Backstory: The reason I laughed when he asked me if I am Greek is because I have been gifted with lots of great Greek friends, Greek experiences, and other Greek miscellanea over the course of my long life, starting with my eighth grade crush and, as recently as last year, a warm and fuzzy experience touring the new National Hellenic Museum in Chicago. That visit resulted in correspondence from several members of Chicago’s Greek community, expressing appreciation for the coverage and generally saying lots of nice things to me. One of them even told me that my name–which I already knew means “honeybee”–is actually the GREEK word for “honeybee” (but you have to put the emphasis on the ME in MElisa). Anyway, since that museum visit and subsequent love from the Greek community, I joke with my sister all the time about how I’m really popular with the Greeks. So that’s why I laughed when the guy at the health club asked me if I was Greek: I’m not, and NO, it wouldn’t be so bad at all. I bet I’d fit right in. The weird expression on my face was probably caused by the split-second thought I had: “Does this still really happen?? UGH.”

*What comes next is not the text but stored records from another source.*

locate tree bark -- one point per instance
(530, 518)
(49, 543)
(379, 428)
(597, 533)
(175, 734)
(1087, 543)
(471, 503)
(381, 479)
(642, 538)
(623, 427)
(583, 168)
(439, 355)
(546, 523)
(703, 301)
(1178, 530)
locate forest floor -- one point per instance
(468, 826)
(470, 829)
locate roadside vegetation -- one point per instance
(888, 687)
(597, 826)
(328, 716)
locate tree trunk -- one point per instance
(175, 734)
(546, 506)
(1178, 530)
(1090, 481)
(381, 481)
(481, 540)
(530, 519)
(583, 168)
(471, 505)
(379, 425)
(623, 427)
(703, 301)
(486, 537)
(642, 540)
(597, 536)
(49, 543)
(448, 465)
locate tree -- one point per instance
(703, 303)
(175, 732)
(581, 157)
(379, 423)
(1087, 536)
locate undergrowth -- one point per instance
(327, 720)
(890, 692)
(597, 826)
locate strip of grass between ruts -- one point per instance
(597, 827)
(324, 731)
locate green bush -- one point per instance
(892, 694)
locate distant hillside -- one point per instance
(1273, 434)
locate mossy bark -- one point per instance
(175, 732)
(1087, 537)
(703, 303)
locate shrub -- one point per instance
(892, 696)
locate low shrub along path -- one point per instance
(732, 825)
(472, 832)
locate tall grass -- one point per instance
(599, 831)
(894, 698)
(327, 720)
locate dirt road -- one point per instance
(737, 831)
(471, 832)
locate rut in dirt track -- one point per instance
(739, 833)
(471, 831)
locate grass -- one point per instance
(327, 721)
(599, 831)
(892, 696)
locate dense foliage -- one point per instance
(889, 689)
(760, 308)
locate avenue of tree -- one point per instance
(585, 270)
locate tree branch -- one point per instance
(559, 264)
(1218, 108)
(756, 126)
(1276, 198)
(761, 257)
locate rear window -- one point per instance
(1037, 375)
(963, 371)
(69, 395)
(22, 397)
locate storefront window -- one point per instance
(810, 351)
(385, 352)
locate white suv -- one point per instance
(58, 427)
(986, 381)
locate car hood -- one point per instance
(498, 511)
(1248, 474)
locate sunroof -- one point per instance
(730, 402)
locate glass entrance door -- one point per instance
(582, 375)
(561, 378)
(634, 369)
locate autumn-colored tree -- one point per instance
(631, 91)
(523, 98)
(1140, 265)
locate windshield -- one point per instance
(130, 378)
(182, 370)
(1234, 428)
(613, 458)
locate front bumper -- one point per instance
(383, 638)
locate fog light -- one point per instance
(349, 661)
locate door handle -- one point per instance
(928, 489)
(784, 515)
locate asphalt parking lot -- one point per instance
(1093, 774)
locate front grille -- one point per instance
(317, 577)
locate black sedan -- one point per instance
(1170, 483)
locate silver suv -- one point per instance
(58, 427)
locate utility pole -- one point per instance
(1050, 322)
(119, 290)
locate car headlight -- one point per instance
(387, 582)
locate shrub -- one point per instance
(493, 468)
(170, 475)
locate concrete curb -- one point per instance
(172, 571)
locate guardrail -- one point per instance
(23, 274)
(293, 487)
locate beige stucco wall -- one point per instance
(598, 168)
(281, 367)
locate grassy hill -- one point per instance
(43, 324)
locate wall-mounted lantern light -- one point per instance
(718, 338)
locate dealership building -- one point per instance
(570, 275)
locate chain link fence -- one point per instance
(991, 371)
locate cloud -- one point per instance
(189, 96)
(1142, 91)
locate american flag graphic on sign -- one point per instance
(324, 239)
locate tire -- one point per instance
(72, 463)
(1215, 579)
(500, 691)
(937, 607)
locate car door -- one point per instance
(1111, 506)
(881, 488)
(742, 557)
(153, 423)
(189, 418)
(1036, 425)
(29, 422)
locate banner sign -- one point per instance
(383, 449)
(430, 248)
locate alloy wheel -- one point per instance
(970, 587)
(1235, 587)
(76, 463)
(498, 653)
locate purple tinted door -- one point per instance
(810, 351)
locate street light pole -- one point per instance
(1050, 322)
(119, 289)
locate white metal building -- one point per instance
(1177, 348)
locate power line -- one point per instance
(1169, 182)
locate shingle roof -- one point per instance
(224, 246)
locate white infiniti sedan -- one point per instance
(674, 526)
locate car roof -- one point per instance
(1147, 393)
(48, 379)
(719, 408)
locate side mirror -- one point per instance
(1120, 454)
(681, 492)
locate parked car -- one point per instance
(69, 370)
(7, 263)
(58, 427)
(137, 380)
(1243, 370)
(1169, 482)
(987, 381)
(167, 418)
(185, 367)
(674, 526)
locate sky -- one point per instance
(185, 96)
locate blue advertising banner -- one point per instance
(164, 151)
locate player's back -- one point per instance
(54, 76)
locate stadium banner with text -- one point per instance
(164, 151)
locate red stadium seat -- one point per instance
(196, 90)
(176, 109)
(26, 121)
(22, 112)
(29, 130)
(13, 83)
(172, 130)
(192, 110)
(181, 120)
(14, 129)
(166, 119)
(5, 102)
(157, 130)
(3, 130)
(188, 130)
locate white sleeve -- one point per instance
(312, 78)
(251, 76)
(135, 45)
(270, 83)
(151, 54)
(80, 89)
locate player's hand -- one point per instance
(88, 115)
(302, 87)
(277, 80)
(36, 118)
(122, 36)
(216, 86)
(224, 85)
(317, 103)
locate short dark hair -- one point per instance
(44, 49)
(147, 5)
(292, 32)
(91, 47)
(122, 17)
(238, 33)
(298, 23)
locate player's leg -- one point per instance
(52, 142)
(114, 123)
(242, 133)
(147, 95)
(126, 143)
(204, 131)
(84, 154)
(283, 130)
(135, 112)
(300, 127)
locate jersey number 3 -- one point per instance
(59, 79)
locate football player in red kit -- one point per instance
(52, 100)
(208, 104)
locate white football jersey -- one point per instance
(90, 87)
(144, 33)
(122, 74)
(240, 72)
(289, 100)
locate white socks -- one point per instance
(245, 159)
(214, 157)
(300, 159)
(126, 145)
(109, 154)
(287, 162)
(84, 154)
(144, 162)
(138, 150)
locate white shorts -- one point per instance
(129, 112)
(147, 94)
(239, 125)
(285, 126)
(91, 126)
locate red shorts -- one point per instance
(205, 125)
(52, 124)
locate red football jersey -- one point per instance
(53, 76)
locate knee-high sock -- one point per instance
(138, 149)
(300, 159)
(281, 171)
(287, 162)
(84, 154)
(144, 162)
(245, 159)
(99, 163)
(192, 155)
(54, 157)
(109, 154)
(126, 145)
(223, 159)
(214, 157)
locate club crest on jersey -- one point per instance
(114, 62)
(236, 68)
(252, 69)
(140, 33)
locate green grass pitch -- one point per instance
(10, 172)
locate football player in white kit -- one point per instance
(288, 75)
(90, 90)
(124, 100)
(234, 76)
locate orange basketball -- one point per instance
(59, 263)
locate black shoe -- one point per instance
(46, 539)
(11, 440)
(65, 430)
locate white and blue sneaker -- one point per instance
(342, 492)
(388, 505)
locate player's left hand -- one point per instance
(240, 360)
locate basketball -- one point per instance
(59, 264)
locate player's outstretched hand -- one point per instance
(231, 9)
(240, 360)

You see, if I had a dollar for every time THIS conversation happened, I’d be rich:
“No, you’re not.”
“Yes, I am!”
“You can’t be…you don’t LOOK Jewish…”
I mean, WHAT DOES THAT MEAN???
By the way, contrary to that oft-repeated conversation, I have also been told–many times–that I look “very Jewish”. And I’ve also been told that I look Italian.
Being told that I look, or don’t look, a certain way doesn’t bother me much. As an adult I’ve never encountered anyone who meant any harm in asking. (Don’t get me started on my tween/teen years, though.) The thing is, I just don’t get why people even bother asking in the first place. I could understand if I were having a conversation with someone I consider to be a friend and it came up at some point; in that case it would be a good conversation and much more than a single, simple question and answer. More often than not, though, the question comes from strangers. Why? Is it to fill awkward silence? To make small talk? To try and find a commonality?
I’m not really sure. All I know is, when strangers ask questions or make comments about my religion or ethnicity based on how I look or don’t look, it’s really hard to find a graceful exit to that part of the conversation.